Through Toby’s stories, we learn about Zeb, the brother of Adam One, the leader of the God’s Gardeners. Zeb has a nefarious past, and has been hunted throughout his life by his father who is the leader of the PetrOleum cult that worships oil and spurns anyone trying to live an eco friendly lifestyle like the God’s Gardeners cult. Essentially, Atwood spins us along through Zeb’s life for most of this book, taking us through strange new possibilities of hacker culture and computer interaction. Zeb participates in a strange new world of online vices including killing women on online sex sites.
“The possibility of injury or death was a strong attraction: as the online world became more and more pre-edited and slicked up, and as even its so-called reality sites raised questions about authenticity in the minds of the viewers, the rough, unpolished physical world was taking on a mystic allure.”

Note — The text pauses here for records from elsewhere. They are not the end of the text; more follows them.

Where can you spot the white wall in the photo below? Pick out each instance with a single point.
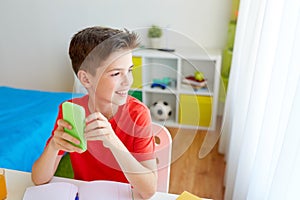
(35, 35)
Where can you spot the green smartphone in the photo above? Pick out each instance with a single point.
(74, 114)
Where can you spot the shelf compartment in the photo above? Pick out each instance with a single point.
(158, 68)
(137, 72)
(207, 67)
(169, 98)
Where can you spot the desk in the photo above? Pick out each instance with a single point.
(18, 181)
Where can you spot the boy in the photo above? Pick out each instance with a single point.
(117, 125)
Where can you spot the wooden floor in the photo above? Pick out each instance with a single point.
(202, 177)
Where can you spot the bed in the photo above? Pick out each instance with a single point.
(26, 121)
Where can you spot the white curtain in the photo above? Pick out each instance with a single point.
(261, 124)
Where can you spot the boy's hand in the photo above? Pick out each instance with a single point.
(61, 140)
(99, 128)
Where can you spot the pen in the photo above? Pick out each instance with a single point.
(77, 197)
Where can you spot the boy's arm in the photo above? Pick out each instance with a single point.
(141, 175)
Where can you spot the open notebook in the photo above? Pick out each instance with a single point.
(93, 190)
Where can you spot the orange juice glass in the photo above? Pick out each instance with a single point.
(3, 191)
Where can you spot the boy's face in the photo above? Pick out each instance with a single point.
(113, 79)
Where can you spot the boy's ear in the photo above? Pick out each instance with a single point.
(83, 77)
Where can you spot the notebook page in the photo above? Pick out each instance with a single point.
(51, 191)
(96, 190)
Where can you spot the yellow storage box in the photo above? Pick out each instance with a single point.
(137, 72)
(195, 110)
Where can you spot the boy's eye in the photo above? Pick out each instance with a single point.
(115, 74)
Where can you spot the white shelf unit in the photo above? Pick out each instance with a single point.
(190, 108)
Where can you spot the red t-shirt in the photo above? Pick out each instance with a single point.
(132, 124)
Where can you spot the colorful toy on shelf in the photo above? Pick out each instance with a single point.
(161, 110)
(199, 76)
(162, 83)
(162, 86)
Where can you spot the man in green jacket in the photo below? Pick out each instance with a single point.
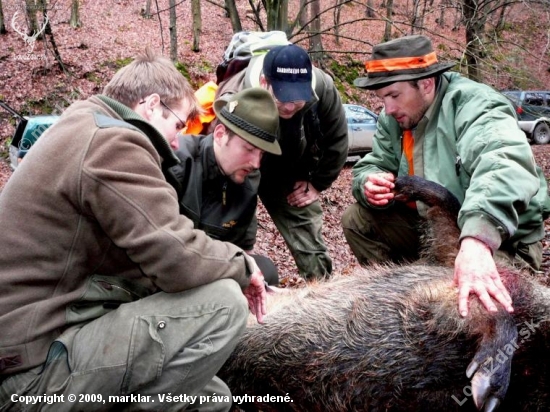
(313, 135)
(105, 289)
(464, 136)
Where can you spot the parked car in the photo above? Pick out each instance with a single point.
(361, 128)
(533, 110)
(27, 131)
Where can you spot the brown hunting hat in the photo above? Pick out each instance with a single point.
(399, 60)
(252, 115)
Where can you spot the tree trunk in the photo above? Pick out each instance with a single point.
(369, 12)
(303, 16)
(282, 16)
(146, 12)
(273, 8)
(75, 15)
(501, 19)
(417, 20)
(475, 26)
(231, 9)
(315, 41)
(48, 32)
(441, 19)
(389, 19)
(32, 23)
(337, 13)
(197, 24)
(2, 24)
(173, 32)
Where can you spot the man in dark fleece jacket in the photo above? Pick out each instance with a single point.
(105, 288)
(218, 176)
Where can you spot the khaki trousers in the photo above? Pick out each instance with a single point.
(165, 344)
(301, 230)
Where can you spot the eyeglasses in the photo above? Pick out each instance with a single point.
(183, 124)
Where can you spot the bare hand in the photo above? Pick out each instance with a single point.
(303, 194)
(378, 188)
(256, 295)
(475, 272)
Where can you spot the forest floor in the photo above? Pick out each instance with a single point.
(112, 32)
(335, 200)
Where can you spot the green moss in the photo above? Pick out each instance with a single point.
(120, 63)
(93, 78)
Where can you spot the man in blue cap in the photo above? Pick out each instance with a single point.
(314, 143)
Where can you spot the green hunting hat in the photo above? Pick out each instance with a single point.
(399, 60)
(251, 114)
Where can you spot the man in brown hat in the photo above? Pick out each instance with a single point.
(464, 136)
(218, 177)
(105, 288)
(313, 135)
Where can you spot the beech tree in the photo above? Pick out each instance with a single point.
(173, 31)
(75, 15)
(2, 24)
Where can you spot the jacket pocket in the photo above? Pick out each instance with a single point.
(103, 294)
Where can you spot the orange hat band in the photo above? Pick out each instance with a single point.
(401, 63)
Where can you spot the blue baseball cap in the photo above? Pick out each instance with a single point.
(288, 70)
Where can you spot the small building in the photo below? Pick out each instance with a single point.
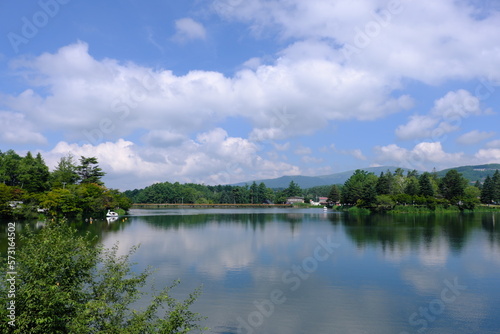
(323, 200)
(294, 199)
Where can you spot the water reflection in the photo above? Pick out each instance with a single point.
(385, 269)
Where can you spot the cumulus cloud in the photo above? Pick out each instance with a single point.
(493, 144)
(214, 158)
(421, 156)
(356, 153)
(474, 137)
(96, 100)
(489, 155)
(17, 130)
(188, 29)
(451, 43)
(447, 115)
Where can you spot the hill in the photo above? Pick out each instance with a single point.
(472, 173)
(312, 181)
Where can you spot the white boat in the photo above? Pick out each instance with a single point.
(111, 219)
(111, 214)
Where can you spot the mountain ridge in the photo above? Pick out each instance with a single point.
(472, 173)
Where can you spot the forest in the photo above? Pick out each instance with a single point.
(382, 192)
(73, 188)
(28, 189)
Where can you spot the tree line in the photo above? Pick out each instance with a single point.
(362, 189)
(27, 187)
(191, 193)
(384, 192)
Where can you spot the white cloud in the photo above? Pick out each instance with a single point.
(493, 144)
(97, 100)
(356, 153)
(450, 43)
(17, 130)
(490, 155)
(303, 150)
(421, 156)
(474, 137)
(188, 29)
(213, 158)
(447, 115)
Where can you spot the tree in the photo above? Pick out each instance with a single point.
(9, 168)
(293, 190)
(354, 188)
(334, 194)
(262, 193)
(65, 172)
(254, 195)
(383, 186)
(412, 186)
(471, 198)
(425, 185)
(65, 283)
(33, 173)
(89, 171)
(496, 186)
(452, 185)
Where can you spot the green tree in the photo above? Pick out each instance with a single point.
(496, 186)
(89, 171)
(66, 283)
(254, 193)
(293, 189)
(384, 183)
(412, 187)
(262, 193)
(487, 193)
(9, 168)
(65, 172)
(354, 188)
(452, 185)
(471, 198)
(426, 187)
(334, 194)
(6, 195)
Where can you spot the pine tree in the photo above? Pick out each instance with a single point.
(65, 172)
(487, 192)
(496, 186)
(89, 171)
(334, 195)
(452, 185)
(425, 185)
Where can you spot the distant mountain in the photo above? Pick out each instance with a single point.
(312, 181)
(472, 173)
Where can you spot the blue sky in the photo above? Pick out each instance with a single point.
(224, 91)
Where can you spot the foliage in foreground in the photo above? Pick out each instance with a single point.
(67, 284)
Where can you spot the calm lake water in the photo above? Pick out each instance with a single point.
(307, 271)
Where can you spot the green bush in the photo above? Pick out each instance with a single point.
(67, 283)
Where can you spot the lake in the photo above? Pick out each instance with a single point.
(308, 271)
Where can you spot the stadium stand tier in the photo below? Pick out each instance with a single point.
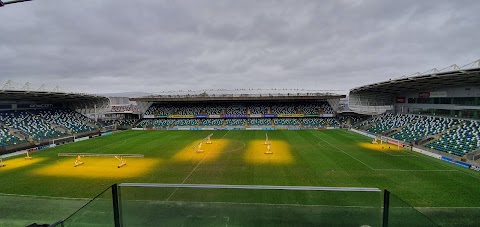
(37, 125)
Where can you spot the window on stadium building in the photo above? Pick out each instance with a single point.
(464, 101)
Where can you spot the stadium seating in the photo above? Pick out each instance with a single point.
(285, 122)
(211, 122)
(186, 122)
(258, 109)
(121, 122)
(459, 141)
(30, 124)
(259, 122)
(425, 125)
(236, 109)
(332, 122)
(283, 109)
(125, 108)
(234, 122)
(7, 139)
(389, 121)
(66, 118)
(326, 108)
(149, 123)
(308, 108)
(313, 123)
(161, 110)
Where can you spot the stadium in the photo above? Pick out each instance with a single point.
(394, 153)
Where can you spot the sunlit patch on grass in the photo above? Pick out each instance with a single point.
(380, 147)
(256, 149)
(19, 163)
(99, 167)
(210, 152)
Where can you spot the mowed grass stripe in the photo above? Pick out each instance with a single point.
(317, 165)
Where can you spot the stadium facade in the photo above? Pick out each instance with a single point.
(453, 91)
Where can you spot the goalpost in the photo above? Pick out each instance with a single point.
(199, 145)
(110, 127)
(267, 142)
(395, 142)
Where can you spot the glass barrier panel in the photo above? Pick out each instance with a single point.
(98, 212)
(401, 213)
(204, 206)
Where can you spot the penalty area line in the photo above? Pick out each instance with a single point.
(343, 152)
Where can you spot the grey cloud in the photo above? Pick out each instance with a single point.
(153, 46)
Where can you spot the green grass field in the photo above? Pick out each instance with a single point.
(334, 158)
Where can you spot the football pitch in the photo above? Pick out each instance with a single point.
(48, 188)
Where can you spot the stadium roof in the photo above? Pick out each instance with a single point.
(452, 76)
(43, 96)
(245, 96)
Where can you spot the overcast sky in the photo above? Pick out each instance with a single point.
(100, 46)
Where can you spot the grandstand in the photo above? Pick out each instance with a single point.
(31, 118)
(447, 131)
(438, 110)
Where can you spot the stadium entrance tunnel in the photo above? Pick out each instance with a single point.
(99, 167)
(280, 153)
(137, 204)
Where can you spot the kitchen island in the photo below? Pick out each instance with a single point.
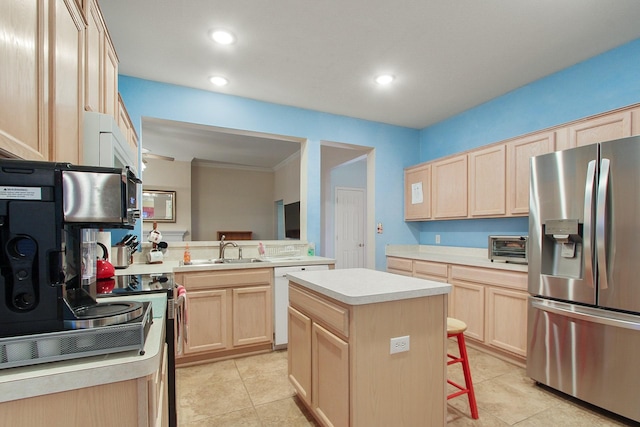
(368, 347)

The readers are reminded why the Crakers were created, and the human race wiped out in the first place through one man’s steadfast belief. The God’s Gardeners were not supposed to survive the plague that knocked out all human life, and sometimes throughout the book you wonder if the Earth, the Crakers and the animal and plant forms would be better off without these last remaining straggler humans.
“The people in the chaos cannot learn. They cannot understand what they are doing to the sea and the sky and the plants and the animals. They cannot understand that they are killing them, and that they will end by killing themselves. And there are so many of them, and each one of them is doing part of the killing, whether they know it or not. And when.”